Turkey angered by Germany spying report, summons envoy

Turkey angered by Germany spying report, summons envoy
Mon Aug 18, 2014 20:00:17

The German government faced an angry reaction from Turkey and accusations of hypocrisy from its own opposition on Monday after media reports that its intelligence agency spied on its NATO ally.

The reports also said the agency had listened to the phone calls of two U.S. secretaries of state - the kind of activity for which Chancellor Angela Merkel has criticized Washington.

Turkey summoned the German ambassador and called for a full explanation following a Spiegel magazine report that the BND foreign intelligence agency had been spying on Turkey for years and identified Ankara as a top surveillance target in an internal government document from 2009.

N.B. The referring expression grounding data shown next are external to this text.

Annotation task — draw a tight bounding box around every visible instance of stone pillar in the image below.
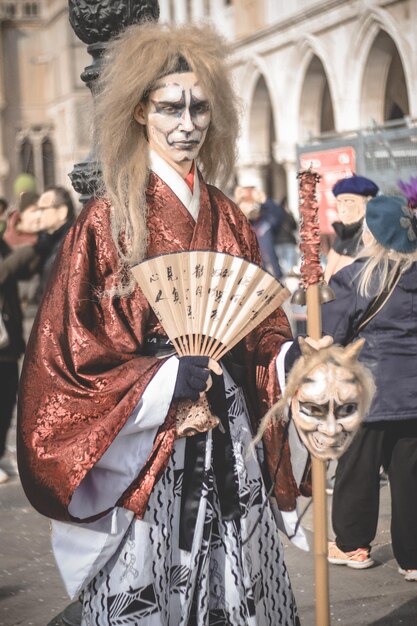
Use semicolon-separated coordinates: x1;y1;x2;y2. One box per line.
67;0;160;204
158;0;170;22
273;141;299;217
174;0;187;23
192;0;205;21
283;159;299;218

Turkey's foreign ministry described the weekend report as "absolutely unacceptable" if true.

"It is expected that the German authorities present an official and satisfactory explanation on the claims reported by German media and end these activities immediately if the claims are true," it said in a statement.

Berlin declined to comment about surveillance on Turkey or reports in Sueddeutsche Zeitung newspaper and two broadcasters that the BND had "accidentally" overheard phone calls by U.S. Secretary of State John Kerry and his predecessor Hillary Clinton.

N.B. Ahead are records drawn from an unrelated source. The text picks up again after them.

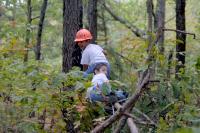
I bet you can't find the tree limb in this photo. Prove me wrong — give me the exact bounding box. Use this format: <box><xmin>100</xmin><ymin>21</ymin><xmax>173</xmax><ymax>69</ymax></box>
<box><xmin>124</xmin><ymin>113</ymin><xmax>156</xmax><ymax>127</ymax></box>
<box><xmin>31</xmin><ymin>16</ymin><xmax>40</xmax><ymax>21</ymax></box>
<box><xmin>133</xmin><ymin>108</ymin><xmax>156</xmax><ymax>125</ymax></box>
<box><xmin>114</xmin><ymin>103</ymin><xmax>139</xmax><ymax>133</ymax></box>
<box><xmin>127</xmin><ymin>118</ymin><xmax>139</xmax><ymax>133</ymax></box>
<box><xmin>103</xmin><ymin>4</ymin><xmax>145</xmax><ymax>38</ymax></box>
<box><xmin>163</xmin><ymin>28</ymin><xmax>196</xmax><ymax>39</ymax></box>
<box><xmin>113</xmin><ymin>116</ymin><xmax>127</xmax><ymax>133</ymax></box>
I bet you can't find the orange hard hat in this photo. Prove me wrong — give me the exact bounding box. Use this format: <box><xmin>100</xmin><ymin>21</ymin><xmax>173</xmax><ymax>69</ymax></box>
<box><xmin>74</xmin><ymin>29</ymin><xmax>92</xmax><ymax>42</ymax></box>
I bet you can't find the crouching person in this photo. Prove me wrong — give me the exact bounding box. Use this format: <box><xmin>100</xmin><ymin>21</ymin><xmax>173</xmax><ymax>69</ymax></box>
<box><xmin>86</xmin><ymin>63</ymin><xmax>128</xmax><ymax>103</ymax></box>
<box><xmin>74</xmin><ymin>29</ymin><xmax>111</xmax><ymax>79</ymax></box>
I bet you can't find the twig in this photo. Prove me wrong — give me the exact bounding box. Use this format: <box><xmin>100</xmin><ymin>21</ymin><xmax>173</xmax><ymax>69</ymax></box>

Last October, after reports surfaced that the United States had been monitoring her mobile phone, Merkel said that "spying among friends is not at all acceptable".

Revelations by former U.S. intelligence contractor Edward Snowden of surveillance by the United States' National Security Agency (NSA) have increased mistrust of Washington in Germany.

In an unusually public spat between the close Cold War allies, Berlin asked the top U.S. spy in Germany to leave the country in July after the Germans unearthed a double agent at the BND who admitting passing documents to American agents.

The German opposition now accuses the government of hypocrisy. Greens party co-leader Simone Peter said it was "incomprehensible" that Germany should be "actively spying on allied states" after the outcry about the NSA's activities.